Song by Stevie Wonder

from the album Talking Book
- Released: October 27, 1972
- Recorded: Summer 1972
- Genre: Soul
- Length: 4:38
- Label: Tamla
- Songwriter: Stevie Wonder
- Producers: Stevie Wonder; Robert Margouleff; Malcolm Cecil;

= You and I (We Can Conquer the World) =

"You and I (We Can Conquer the World)" is a song written and sung by Stevie Wonder from his 1972 album Talking Book. Wonder is also credited for playing piano and T.O.N.T.O. synthesizer on the song.

==Personnel==
Credits adapted from the Talking Book liner notes.

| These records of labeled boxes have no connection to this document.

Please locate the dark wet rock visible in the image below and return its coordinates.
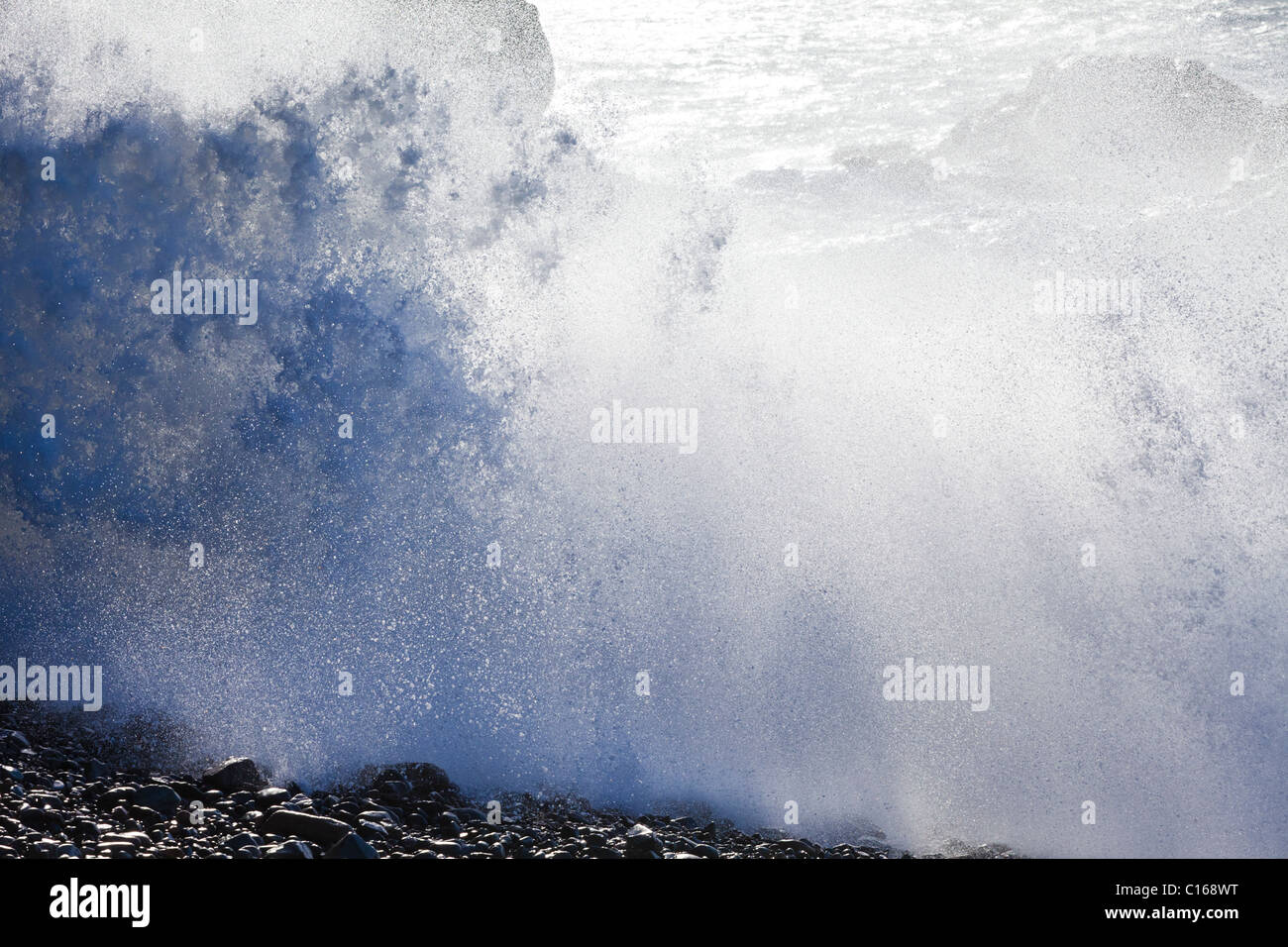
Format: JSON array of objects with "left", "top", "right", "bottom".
[
  {"left": 0, "top": 706, "right": 968, "bottom": 861},
  {"left": 626, "top": 822, "right": 666, "bottom": 856},
  {"left": 134, "top": 784, "right": 183, "bottom": 817},
  {"left": 265, "top": 840, "right": 313, "bottom": 858},
  {"left": 259, "top": 809, "right": 351, "bottom": 845},
  {"left": 322, "top": 832, "right": 380, "bottom": 858},
  {"left": 255, "top": 786, "right": 291, "bottom": 809}
]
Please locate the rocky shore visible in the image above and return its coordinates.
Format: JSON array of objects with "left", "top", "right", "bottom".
[{"left": 0, "top": 704, "right": 1013, "bottom": 860}]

- Stevie Wonder – lead vocal, piano, T.O.N.T.O. synthesizer, Moog bass
- Malcolm Cecil – Moog synthesizer programming
- Robert Margouleff – Moog synthesizer programming

==Cover versions==
- Barbra Streisand included a rendition of the song in her 1975 album Lazy Afternoon. This is the first time the song is listed and released as "You and I".
- In a sixth-season episode of the CBS sitcom Good Times, Michael Evans (Ralph Carter) performs the song at the wedding of his sister Thelma (Bern Nadette Stanis) to Keith Anderson (Ben Powers).
- Santita Jackson performed the song at the 1992 wedding of Barack and Michelle Obama
- O'Bryan recorded the song as the title cut from his 1983 album of the same name.
- Joe Cocker recorded a cover for his 1996 album Organic.
- Vesta Williams included a cover in her 1998 album Relationships.
- Mariah Carey sang the song on BET's Walk of Fame honoring Stevie Wonder on October 29, 2002.
- Michael Bublé recorded a version for his 2005 album It's Time.
- Trijntje Oosterhuis recorded a cover for her 2011 album Sundays in New York.
- Macy Gray included the song on her 2012 Stevie Wonder tribute album Talking Book. It is listed as "You and I (We Can Conquer the World)".
- Jacob Collier covered the tune on his 2016 debut album In My Room. This cover won him the 2017 Grammy Award for Best Arrangement, Instrumental or A Cappella.

==George Michael version==
In April 2011, George Michael released a version of the song titled just "You and I" solely on MP3 as a gift to Prince William and Catherine Middleton on the occasion of their wedding on April 29, 2011. Although the MP3 was downloadable for free, Michael asked that downloaders make a contribution to the "Prince William & Miss Catherine Middleton Charitable Gift Fund".

The song had its world premiere on April 15, 2011, on CNN's Piers Morgan Tonight. The show repeated on Saturday, April 16.